# 3.1 Kilos Of gold Scrap Uv EP-ROMS & Plastic Chips



## Ellie (Sep 21, 2011)

http://cgi.ebay.com/ws/eBayISAPI.dll?ViewItem&item=250897016674 


250897016674


Thnx


----------



## goldsilverpro (Sep 21, 2011)

High shipping!


----------



## Ellie (Sep 21, 2011)

goldsilverpro said:


> High shipping!



well....the weight..... is worth about 20-25e...plus the Registered Fee +2.5e
i think its Ok...... for USA Buyers..
Butif the lot worth something At the End Maybe Some Discount for Shipping....

Thnx For Let me Know ...


----------



## patnor1011 (Sep 22, 2011)

He is quite right. overseas shipping from europe with state post offices is overkill.
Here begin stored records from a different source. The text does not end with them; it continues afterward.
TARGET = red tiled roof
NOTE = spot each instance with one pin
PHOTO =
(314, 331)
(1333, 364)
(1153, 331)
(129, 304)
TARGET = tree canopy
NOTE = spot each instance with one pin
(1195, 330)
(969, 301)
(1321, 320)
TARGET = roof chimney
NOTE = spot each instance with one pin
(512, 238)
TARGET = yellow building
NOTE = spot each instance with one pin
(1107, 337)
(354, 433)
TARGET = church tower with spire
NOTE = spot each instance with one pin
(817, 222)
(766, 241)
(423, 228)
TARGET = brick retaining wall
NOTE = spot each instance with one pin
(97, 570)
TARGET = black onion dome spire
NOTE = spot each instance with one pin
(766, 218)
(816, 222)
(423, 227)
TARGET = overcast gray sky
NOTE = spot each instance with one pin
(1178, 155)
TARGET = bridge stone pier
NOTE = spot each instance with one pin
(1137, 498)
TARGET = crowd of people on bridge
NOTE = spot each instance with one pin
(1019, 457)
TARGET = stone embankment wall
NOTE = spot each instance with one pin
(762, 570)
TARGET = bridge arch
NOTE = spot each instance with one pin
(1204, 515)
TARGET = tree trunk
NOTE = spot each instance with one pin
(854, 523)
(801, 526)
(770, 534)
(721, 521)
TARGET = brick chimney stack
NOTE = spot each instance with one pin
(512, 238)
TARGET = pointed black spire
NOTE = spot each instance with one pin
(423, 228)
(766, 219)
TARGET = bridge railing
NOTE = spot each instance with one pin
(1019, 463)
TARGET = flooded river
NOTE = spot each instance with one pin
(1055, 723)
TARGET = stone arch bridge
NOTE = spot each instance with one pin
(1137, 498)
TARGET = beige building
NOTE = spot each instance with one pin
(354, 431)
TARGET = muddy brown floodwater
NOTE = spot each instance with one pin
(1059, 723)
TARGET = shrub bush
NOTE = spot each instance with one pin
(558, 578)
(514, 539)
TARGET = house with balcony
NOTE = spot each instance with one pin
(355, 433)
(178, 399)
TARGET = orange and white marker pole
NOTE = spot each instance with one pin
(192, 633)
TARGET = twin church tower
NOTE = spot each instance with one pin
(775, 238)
If I would send parcel of up to 3.5kilo (7pounds) with anpost it will cost me 44 euro normal and 48 euro registered. Only option is to break up lot to smaller sizes. 
Packet up to 1.5 kilo with anpost will cost 16.6 or 21 euro registered.

Sending heavier items overseas is not good deal for anybody unless it is of significant value.


----------



## Ellie (Sep 22, 2011)

excactly patnor1011 .......
mAYbe the idea to split into smaller lot's Save some Shipping indeed....


Thnx


----------



## Ellie (Sep 25, 2011)

Less Than One Day Left..........


----------



## notch (Sep 25, 2011)

Ellie said:


> Less Than One Day Left..........



Save your money for something worthwhile. All I see is plastic,solder/KOVAR and Ceramic. If there were any high-yield chips, they would be right on top.


----------



## patnor1011 (Sep 26, 2011)

notch said:


> Ellie said:
> 
> 
> > Less Than One Day Left..........
> ...



It is his auction.
But truth is that even if they will go for 1$ any shipping will probably cost more than they have inside.


----------



## Ellie (Sep 27, 2011)

Im Allready throw away All the Plastics.....
Maybe in the future i give a try with only + more ep-roms

Thnx


----------



## patnor1011 (Sep 27, 2011)

Do not throw them away. There may be refiners or buyers down in Greece who will pay something. They are just not really suitable for shipping internationally in kilo - volumes.


----------